Mon 21 May
Brighton Dome
Henry V as we've never seen it before. I saw Laurence Olivier's film in the school hall 50 years ago, and have never had the urge to see it again since; nor the play. But then it has never had 200 singers and musicians to help it along. Someone has found William Walton's full original score, someone else has blanked the music off the sound-track, and Brighton Festival has got Carl Davis and the Royal Philharmonic Orchestra, along with Brighton Festival Chorus and Brighton Festival Youth Choir to singalong-a-Shakespeare.
A stunning multimedia performance, even if the orchestra was sometimes not quite in synch with the on-screen action, and the actors' lips seemed never quite to be where they intended them to be; I even managed to miss "Once more unto the breach ..." ! I ask you - you wait 50 years to hear it again, and then it's drowned out by the RPO's brass section. The music is suitably rousing, and the choirs filled the Dome with sound - they really seemed to be enjoying themselves.
The film itself is intriguing. I was sure I remembered it as being in B&W, but here it was in the strangest pastel colours, throughout. It was made in 1944, just as the war was turning in the Allies' favour, and it is fascinating to see how Olivier handles Shakespeare's exploitation of English patriotism and national stereotypes, look you.

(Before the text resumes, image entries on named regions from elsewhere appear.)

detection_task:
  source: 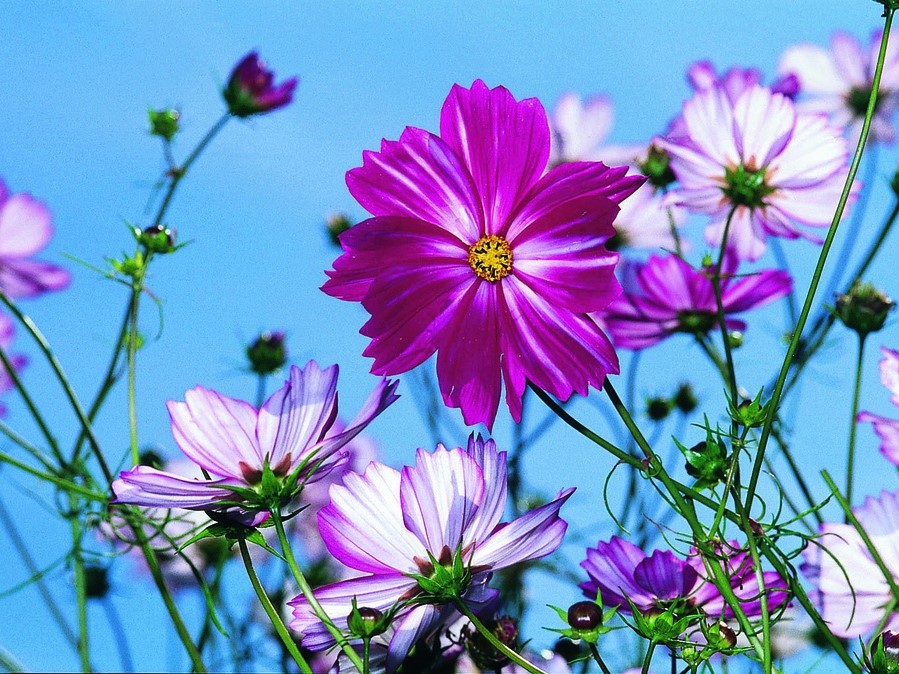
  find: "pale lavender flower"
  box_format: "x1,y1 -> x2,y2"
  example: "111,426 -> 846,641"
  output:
778,30 -> 899,143
290,437 -> 574,670
112,361 -> 397,511
857,346 -> 899,466
0,180 -> 70,297
802,491 -> 899,639
663,85 -> 848,260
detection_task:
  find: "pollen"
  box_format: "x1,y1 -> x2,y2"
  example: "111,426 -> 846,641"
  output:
468,234 -> 512,283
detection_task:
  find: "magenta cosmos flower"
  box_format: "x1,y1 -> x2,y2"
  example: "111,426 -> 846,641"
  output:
112,361 -> 397,511
0,180 -> 69,297
664,85 -> 848,260
322,80 -> 643,426
778,30 -> 899,143
579,536 -> 787,618
802,491 -> 899,639
222,51 -> 297,117
602,249 -> 793,350
290,437 -> 574,670
857,346 -> 899,466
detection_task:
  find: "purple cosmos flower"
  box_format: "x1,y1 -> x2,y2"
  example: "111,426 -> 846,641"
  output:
801,491 -> 899,639
322,80 -> 643,426
856,346 -> 899,466
222,51 -> 297,117
664,85 -> 848,260
602,254 -> 793,350
778,30 -> 899,143
112,361 -> 397,511
579,536 -> 787,618
0,180 -> 70,297
549,92 -> 641,166
290,436 -> 574,670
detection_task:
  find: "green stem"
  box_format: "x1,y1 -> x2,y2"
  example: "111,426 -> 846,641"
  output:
270,507 -> 362,672
237,538 -> 312,674
746,5 -> 894,511
455,598 -> 546,674
846,334 -> 867,504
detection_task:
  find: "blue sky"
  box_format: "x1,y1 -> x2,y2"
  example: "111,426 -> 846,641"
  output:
0,0 -> 899,669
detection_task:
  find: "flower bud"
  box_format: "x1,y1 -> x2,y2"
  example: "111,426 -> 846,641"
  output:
247,330 -> 287,375
147,108 -> 181,141
222,51 -> 297,117
833,281 -> 896,338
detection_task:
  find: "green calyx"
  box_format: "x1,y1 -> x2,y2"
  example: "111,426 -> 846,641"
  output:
721,164 -> 775,208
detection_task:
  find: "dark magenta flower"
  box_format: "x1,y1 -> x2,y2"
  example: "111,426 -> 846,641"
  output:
322,80 -> 644,426
222,51 -> 297,117
602,249 -> 793,350
289,437 -> 574,671
0,180 -> 69,297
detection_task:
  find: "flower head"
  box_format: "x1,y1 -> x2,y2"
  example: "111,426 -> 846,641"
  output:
602,249 -> 793,349
801,491 -> 899,638
112,361 -> 397,513
778,30 -> 899,143
0,181 -> 70,297
322,80 -> 643,425
290,437 -> 573,670
222,51 -> 297,117
664,85 -> 848,260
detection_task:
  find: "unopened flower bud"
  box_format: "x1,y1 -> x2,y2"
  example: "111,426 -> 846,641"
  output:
147,108 -> 181,141
834,281 -> 896,337
247,331 -> 287,375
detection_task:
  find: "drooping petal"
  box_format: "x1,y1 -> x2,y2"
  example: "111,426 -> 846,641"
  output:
166,386 -> 263,480
440,80 -> 550,234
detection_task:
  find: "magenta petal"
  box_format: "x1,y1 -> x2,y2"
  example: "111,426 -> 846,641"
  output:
112,466 -> 239,509
471,489 -> 574,569
346,127 -> 484,243
400,445 -> 485,553
440,80 -> 550,234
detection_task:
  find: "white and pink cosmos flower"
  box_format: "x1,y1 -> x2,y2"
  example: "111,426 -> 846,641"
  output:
290,437 -> 574,671
778,30 -> 899,143
112,361 -> 398,521
663,85 -> 848,260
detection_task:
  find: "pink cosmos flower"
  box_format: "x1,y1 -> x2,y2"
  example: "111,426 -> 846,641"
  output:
778,30 -> 899,143
602,249 -> 793,350
664,85 -> 848,260
322,80 -> 643,426
549,92 -> 642,166
579,536 -> 787,618
290,437 -> 574,671
856,346 -> 899,466
801,491 -> 899,639
0,180 -> 69,297
112,361 -> 397,513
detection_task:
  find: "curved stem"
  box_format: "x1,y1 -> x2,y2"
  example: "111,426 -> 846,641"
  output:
237,538 -> 312,674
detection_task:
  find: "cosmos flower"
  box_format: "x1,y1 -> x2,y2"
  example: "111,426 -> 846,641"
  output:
857,346 -> 899,466
0,180 -> 70,297
602,249 -> 793,350
322,80 -> 643,426
663,85 -> 848,260
290,437 -> 574,671
549,92 -> 641,166
801,491 -> 899,639
112,361 -> 397,512
778,30 -> 899,143
579,536 -> 786,618
222,51 -> 297,117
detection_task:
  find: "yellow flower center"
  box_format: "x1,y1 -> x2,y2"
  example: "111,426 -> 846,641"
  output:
468,234 -> 512,283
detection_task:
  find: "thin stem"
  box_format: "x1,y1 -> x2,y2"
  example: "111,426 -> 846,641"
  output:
270,507 -> 362,672
846,334 -> 866,510
746,5 -> 894,504
237,538 -> 312,674
454,598 -> 546,674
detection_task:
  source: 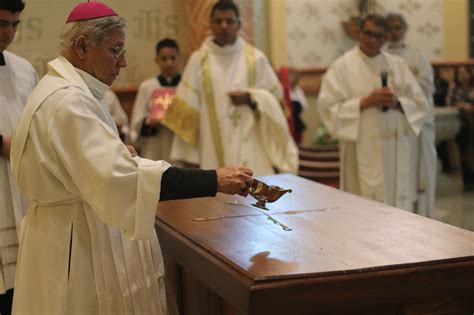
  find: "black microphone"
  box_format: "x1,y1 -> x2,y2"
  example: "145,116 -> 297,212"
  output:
380,70 -> 388,112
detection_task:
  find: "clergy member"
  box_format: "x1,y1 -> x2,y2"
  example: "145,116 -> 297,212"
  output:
318,14 -> 429,211
11,2 -> 252,314
130,38 -> 181,161
102,89 -> 129,141
385,13 -> 438,217
164,1 -> 298,175
0,0 -> 38,314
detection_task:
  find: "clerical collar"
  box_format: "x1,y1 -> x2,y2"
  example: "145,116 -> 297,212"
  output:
0,52 -> 5,66
357,46 -> 382,59
387,41 -> 406,49
76,68 -> 110,101
158,73 -> 181,86
204,36 -> 245,55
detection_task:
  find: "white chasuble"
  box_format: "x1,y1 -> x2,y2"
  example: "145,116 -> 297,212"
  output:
0,51 -> 38,294
130,77 -> 173,162
387,43 -> 438,217
318,47 -> 428,210
11,57 -> 169,315
164,37 -> 298,176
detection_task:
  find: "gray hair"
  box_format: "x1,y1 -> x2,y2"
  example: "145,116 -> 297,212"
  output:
59,16 -> 126,55
385,12 -> 408,30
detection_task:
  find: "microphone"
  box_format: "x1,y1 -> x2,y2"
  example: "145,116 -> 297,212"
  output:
380,70 -> 388,112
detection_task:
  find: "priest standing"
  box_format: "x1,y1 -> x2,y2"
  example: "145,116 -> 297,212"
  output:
11,2 -> 252,314
0,0 -> 38,314
385,13 -> 438,217
130,38 -> 181,162
318,14 -> 429,211
163,1 -> 298,175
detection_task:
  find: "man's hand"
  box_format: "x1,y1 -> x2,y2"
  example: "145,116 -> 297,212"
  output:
2,136 -> 12,160
228,91 -> 252,106
126,144 -> 138,157
360,87 -> 397,110
145,112 -> 165,127
216,166 -> 253,197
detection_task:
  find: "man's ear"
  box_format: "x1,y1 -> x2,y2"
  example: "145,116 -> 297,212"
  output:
74,35 -> 88,60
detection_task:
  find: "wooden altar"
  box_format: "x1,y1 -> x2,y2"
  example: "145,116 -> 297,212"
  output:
156,174 -> 474,315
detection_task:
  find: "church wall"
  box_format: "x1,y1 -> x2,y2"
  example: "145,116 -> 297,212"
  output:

The sets are an absolute tour de force, and the film would be worth watching again just to see how Olivier overcomes wartime restrictions to achieve a coherent filmic interpretation of Shakespeare's play. Basically he makes a virtue out of necessity. In the opening scenes we are in Shakespeare's Globe Theatre, in the audience, onstage, and backstage, everywhere cramped. The film then moves out of the confines of the theatre, but all the locations retain a very strong sense of the limitations of theatre set construction and space. It looks as though it was all shot on Hampstead Heath. And the matchstick model of 16th century London is exquisite!